Categories > Original > Humor > Duck Lake

Duck Lake

by avery_averette 0 reviews

When Prince meets Duck, will there be a fairy-tale happy ending? Warning: Boys' love

Category: Humor - Rating: PG - Genres: Humor,Parody,Romance - Warnings: [?] - Published: 2009-12-23 - Updated: 2009-12-23 - 657 words - Complete

0Unrated
Duck Lake

Prince Takki is in the mood for a kill. Incredibly vexed by the upcoming coming-of-age debut ball in his honour, he decided to let off some steam. His stress relief of choice is hunt-and-kill, kill ducks that is. Being one of the finest sharpshooters of the kingdom, he is certain of being force-fed leftover duck by Royal Chef Jin for the whole of next week. Cold duck sandwich being the method of torture. Despite not being endowed with rave-worthy culinary prowess, Royal Chef Jin has put his other endowment to good use. It is a huge success and has ensured his succession to the much coveted position. Aided by popular demand, he continues to secure his head chef post with regular sexual favours.
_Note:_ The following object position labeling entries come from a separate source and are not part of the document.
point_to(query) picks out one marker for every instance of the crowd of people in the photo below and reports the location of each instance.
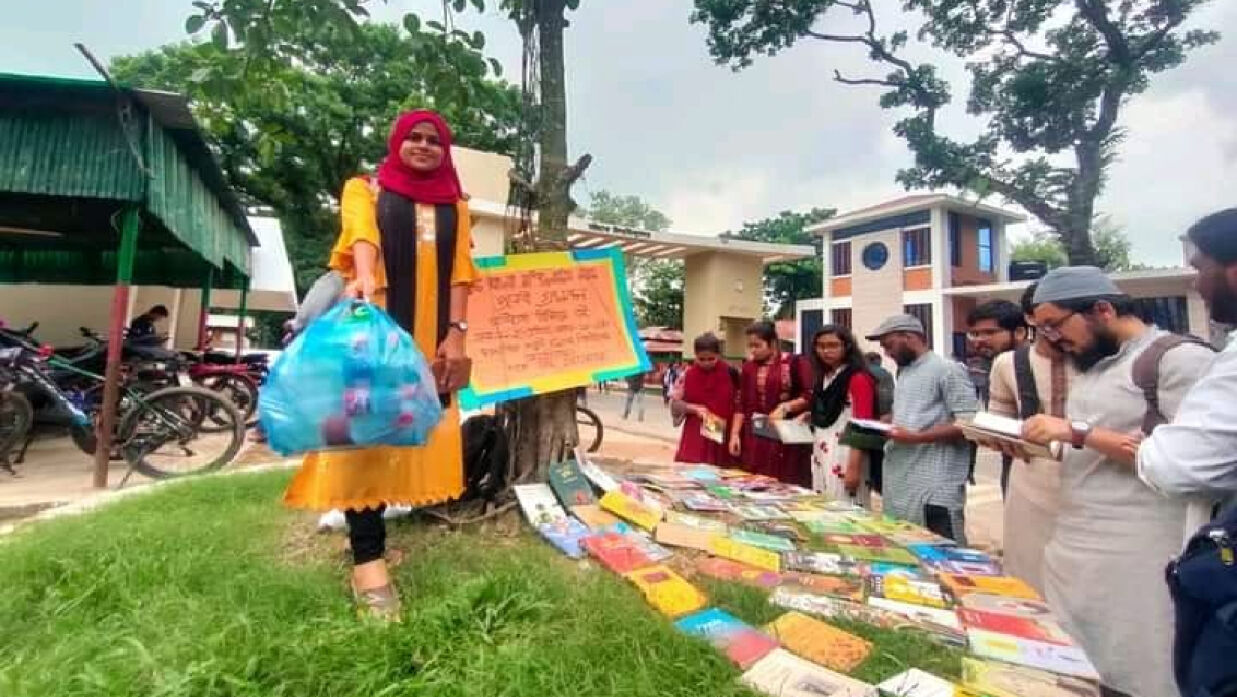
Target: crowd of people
(1142, 426)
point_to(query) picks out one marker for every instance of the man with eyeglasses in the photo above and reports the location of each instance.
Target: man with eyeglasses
(1104, 568)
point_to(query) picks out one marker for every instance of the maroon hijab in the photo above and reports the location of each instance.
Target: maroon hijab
(438, 187)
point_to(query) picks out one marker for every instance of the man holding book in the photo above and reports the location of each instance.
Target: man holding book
(927, 459)
(1029, 379)
(1104, 568)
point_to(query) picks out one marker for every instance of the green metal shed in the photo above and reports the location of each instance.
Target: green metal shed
(107, 186)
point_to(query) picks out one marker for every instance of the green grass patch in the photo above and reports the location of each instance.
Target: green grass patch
(212, 588)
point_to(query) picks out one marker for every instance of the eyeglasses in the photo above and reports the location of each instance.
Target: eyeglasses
(1053, 329)
(428, 139)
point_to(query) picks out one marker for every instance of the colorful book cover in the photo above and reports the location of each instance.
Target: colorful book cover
(890, 555)
(915, 682)
(697, 521)
(677, 535)
(845, 587)
(599, 477)
(568, 482)
(617, 552)
(1006, 606)
(727, 570)
(631, 510)
(736, 551)
(1042, 655)
(755, 511)
(595, 518)
(1006, 586)
(918, 613)
(875, 541)
(821, 562)
(648, 547)
(741, 643)
(908, 591)
(782, 674)
(819, 643)
(567, 534)
(763, 541)
(998, 680)
(668, 592)
(704, 503)
(538, 504)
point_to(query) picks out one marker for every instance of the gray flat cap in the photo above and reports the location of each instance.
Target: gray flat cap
(898, 323)
(1075, 282)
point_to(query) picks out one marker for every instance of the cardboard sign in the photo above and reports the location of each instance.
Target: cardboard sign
(548, 322)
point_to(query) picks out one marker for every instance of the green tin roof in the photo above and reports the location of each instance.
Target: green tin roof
(67, 168)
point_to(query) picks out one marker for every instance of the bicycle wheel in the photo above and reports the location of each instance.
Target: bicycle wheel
(16, 416)
(240, 391)
(162, 435)
(589, 424)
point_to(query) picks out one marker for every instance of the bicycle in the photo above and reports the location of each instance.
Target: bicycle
(154, 428)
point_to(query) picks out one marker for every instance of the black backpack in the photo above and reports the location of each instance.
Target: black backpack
(486, 456)
(1204, 586)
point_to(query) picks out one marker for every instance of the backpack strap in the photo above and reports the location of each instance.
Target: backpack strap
(1146, 375)
(1028, 393)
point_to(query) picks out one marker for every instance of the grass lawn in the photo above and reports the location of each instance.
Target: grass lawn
(212, 588)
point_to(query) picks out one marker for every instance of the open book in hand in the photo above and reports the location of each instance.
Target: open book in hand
(986, 428)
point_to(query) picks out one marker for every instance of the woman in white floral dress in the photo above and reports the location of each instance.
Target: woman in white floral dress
(844, 389)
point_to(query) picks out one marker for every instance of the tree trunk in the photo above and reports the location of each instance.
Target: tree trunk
(542, 430)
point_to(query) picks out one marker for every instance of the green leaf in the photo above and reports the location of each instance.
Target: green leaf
(219, 36)
(194, 24)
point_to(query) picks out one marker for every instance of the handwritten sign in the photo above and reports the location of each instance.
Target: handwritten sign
(548, 322)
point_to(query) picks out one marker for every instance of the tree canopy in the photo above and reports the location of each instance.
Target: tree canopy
(1048, 77)
(788, 281)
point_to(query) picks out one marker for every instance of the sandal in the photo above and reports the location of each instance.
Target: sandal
(381, 603)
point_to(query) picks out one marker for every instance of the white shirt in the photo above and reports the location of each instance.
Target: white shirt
(1196, 453)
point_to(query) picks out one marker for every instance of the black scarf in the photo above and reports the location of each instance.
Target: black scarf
(397, 227)
(829, 401)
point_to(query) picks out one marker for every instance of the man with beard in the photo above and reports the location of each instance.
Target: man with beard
(927, 459)
(995, 328)
(1104, 568)
(1196, 453)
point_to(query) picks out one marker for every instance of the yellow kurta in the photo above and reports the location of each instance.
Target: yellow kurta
(368, 478)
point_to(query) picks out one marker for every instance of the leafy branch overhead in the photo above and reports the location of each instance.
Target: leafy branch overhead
(1049, 77)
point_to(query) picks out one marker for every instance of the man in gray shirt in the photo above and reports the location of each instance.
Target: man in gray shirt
(1104, 567)
(925, 459)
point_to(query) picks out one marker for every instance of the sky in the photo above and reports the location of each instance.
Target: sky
(714, 149)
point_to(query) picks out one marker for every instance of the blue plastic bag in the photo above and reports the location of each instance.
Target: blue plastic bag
(353, 379)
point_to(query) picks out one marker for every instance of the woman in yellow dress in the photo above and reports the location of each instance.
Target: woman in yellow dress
(405, 244)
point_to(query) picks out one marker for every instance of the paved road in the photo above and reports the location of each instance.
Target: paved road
(638, 440)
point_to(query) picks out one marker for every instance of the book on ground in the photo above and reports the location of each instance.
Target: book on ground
(782, 674)
(908, 591)
(568, 482)
(763, 541)
(915, 682)
(567, 534)
(677, 535)
(1006, 586)
(631, 510)
(620, 554)
(998, 680)
(819, 643)
(668, 592)
(736, 551)
(729, 570)
(741, 643)
(538, 504)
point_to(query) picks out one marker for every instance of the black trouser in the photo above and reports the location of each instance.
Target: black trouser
(366, 530)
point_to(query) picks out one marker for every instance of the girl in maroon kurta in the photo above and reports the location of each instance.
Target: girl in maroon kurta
(709, 389)
(777, 385)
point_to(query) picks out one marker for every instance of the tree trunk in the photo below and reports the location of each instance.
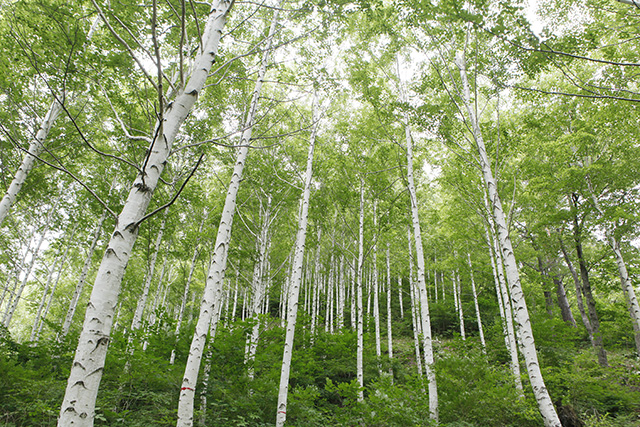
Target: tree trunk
(457, 289)
(258, 286)
(422, 287)
(563, 303)
(294, 288)
(142, 301)
(359, 268)
(475, 303)
(374, 283)
(11, 307)
(415, 308)
(540, 392)
(43, 300)
(215, 276)
(55, 284)
(185, 294)
(86, 372)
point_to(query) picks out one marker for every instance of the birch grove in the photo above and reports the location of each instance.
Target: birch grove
(467, 186)
(84, 379)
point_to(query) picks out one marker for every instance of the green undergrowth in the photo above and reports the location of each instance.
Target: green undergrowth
(475, 389)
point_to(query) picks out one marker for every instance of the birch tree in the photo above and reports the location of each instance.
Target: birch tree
(78, 407)
(295, 283)
(215, 276)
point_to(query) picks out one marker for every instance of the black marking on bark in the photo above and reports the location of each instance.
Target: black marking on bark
(141, 186)
(102, 341)
(132, 227)
(111, 252)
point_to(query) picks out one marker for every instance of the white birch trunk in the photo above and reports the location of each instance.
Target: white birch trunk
(625, 279)
(360, 331)
(415, 307)
(215, 276)
(545, 404)
(374, 283)
(142, 301)
(294, 288)
(55, 284)
(45, 293)
(455, 292)
(422, 287)
(35, 149)
(475, 303)
(86, 372)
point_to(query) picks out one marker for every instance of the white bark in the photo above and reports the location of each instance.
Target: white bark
(389, 329)
(294, 288)
(422, 287)
(360, 316)
(10, 289)
(457, 291)
(352, 300)
(185, 294)
(82, 388)
(400, 297)
(11, 308)
(625, 279)
(142, 301)
(545, 404)
(475, 303)
(215, 276)
(45, 293)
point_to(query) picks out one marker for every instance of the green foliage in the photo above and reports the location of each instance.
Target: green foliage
(468, 386)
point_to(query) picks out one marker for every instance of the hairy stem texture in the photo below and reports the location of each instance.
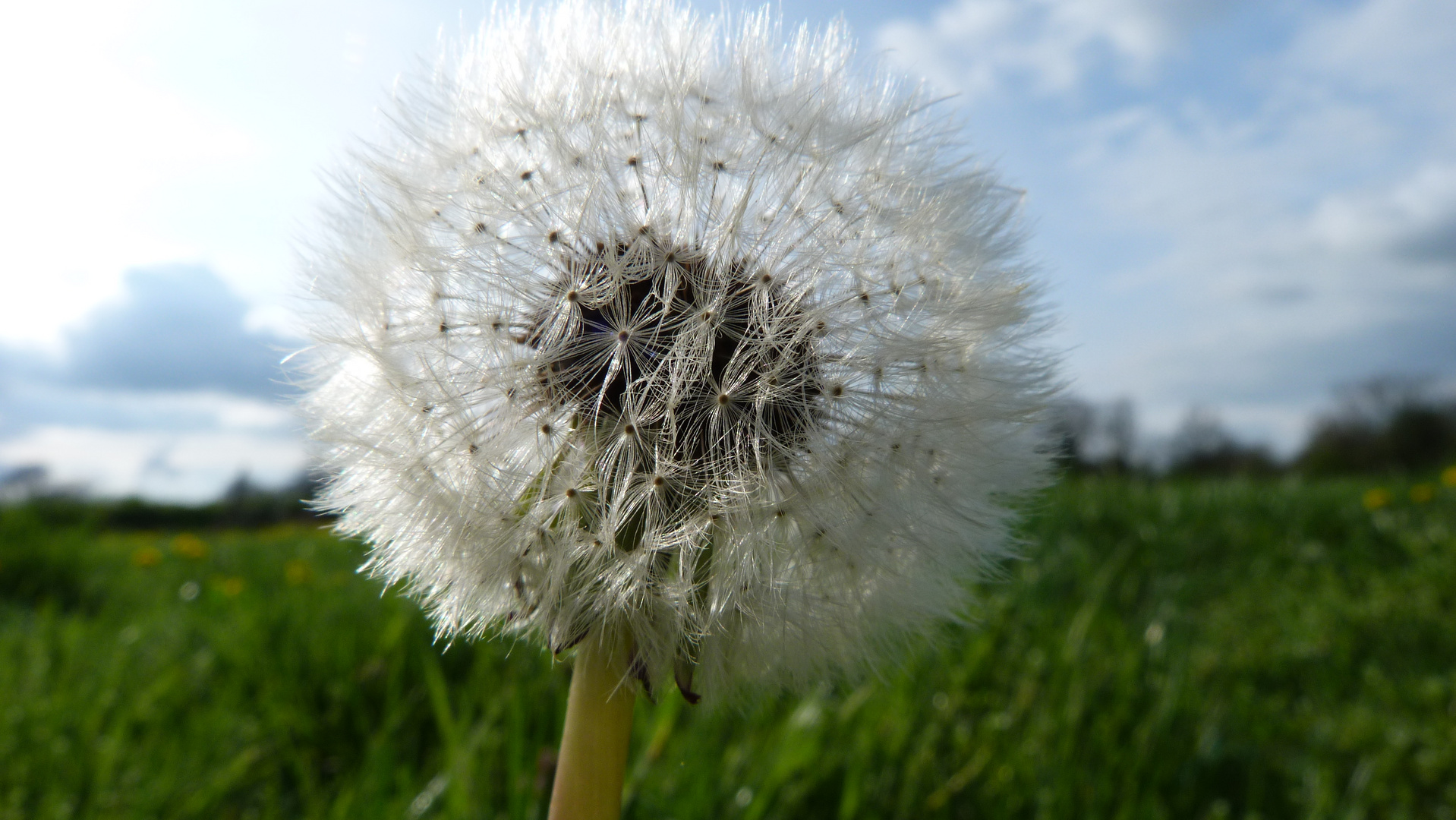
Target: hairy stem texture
(594, 742)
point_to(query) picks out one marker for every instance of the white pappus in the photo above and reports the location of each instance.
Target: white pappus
(702, 339)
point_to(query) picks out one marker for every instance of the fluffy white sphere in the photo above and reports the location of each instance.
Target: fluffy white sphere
(635, 326)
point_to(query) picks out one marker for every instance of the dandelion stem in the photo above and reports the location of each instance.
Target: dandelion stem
(593, 756)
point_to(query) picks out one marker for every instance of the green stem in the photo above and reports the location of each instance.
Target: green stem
(593, 756)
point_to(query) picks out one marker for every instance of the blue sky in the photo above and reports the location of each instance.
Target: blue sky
(1235, 206)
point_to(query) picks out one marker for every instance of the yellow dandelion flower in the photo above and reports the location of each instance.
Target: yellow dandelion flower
(298, 571)
(146, 557)
(188, 545)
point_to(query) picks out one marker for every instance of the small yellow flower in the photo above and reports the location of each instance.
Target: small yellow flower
(146, 557)
(1376, 497)
(298, 571)
(188, 545)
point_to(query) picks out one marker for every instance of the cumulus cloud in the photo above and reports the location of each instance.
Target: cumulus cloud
(162, 392)
(175, 328)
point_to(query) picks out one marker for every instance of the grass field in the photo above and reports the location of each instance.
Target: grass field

It is a cold and cloudy morning, overcast like his heart. Prince Takki knows that at the ball he is to fulfill his royal pain-in-the-ass duty and choose his future bride from the many girls invited from all over the kingdom. As places are limited, a ballot system has been set up for the girls from non-aristocratic families. Although throngs of drop-dead gorgeous babes from the neighboring kingdoms had also expressed ardent interest, they were rejected. King Kitagawa has strict policies. Strict policies or not, it's all too much to handle for young Prince Takki, who's still finding himself and his sexual orientation.

Determined to be distracted, Prince Takki wads out into the marshes with his trusty rifle and sparkly neon pink Wellington boots. He is a man on a mission.

Proving that his eyes are more than mere pretty ornaments, he quickly spots a black duck. With lightning efficiency, he shoots and he scores. Then like a starving man waking to a breakfast of nattou (fermented soybean) on rice, Prince Takki rushes in anticipation to the crime scene to claim his prize. But a very different prize awaits him.

'I'm sorry to disturb your swim. But did you see a duck fall from the sky?'

'No,' the slightly bleeding, naked young man curtly replies.

'You're bleeding,' Prince Takki points out.

'Why, very kind of you to inform me. Otherwise, I would hardly have noticed that my right arm is gushing blood and turning the water red.'

Prince Takki doesn't like the sarcasm but he likes the wet and hard body enough to tolerate impudence to royalty. Taking off his top on the pretence of stopping the bleeding, he once again lets his tried-and-true topless diplomacy do the work.

Watching the prince tenderly bandage his wound with the sleeves he ripped off from his Valentino shirt, Tsubasa is moved. Human kindness is alien to him, much less one from a hot, dripping wet body, capable of launching a thousand orgasms.

'He has nice eyes,' Tsubasa muses, losing himself a little. 'Could this be the man to break the evil spell?’ It's not hard to figure that it was Tsubasa’s acid tongue that got him into trouble with a spell-trigger-happy wizard. Insulted, the wizard turned him into an ugly duckling, which can only return to its true human form at night or when injured or when touched by love's true French kiss.

'Erm... do you like ducks?' Tsubasa asks softly and shyly.

'Why, yes, very much!'

'Me too!’ Tsubasa exclaims and in his excitement almost quacks. ‘We have so much in common,' he continues, arms flapping away. He has been a duck so long that he has even managed to find himself a loving foster duck family that accepts and dotes on him despite his condition.

'I like them stewed, braised, and roasted. But Beijing Roast Duck has got to be my favourite. What's yours?'

Before Prince Takki can indulge in a spirited exchange of ways to cook a duck, he blacks out, smacked on the back of his head with his trusty rifle.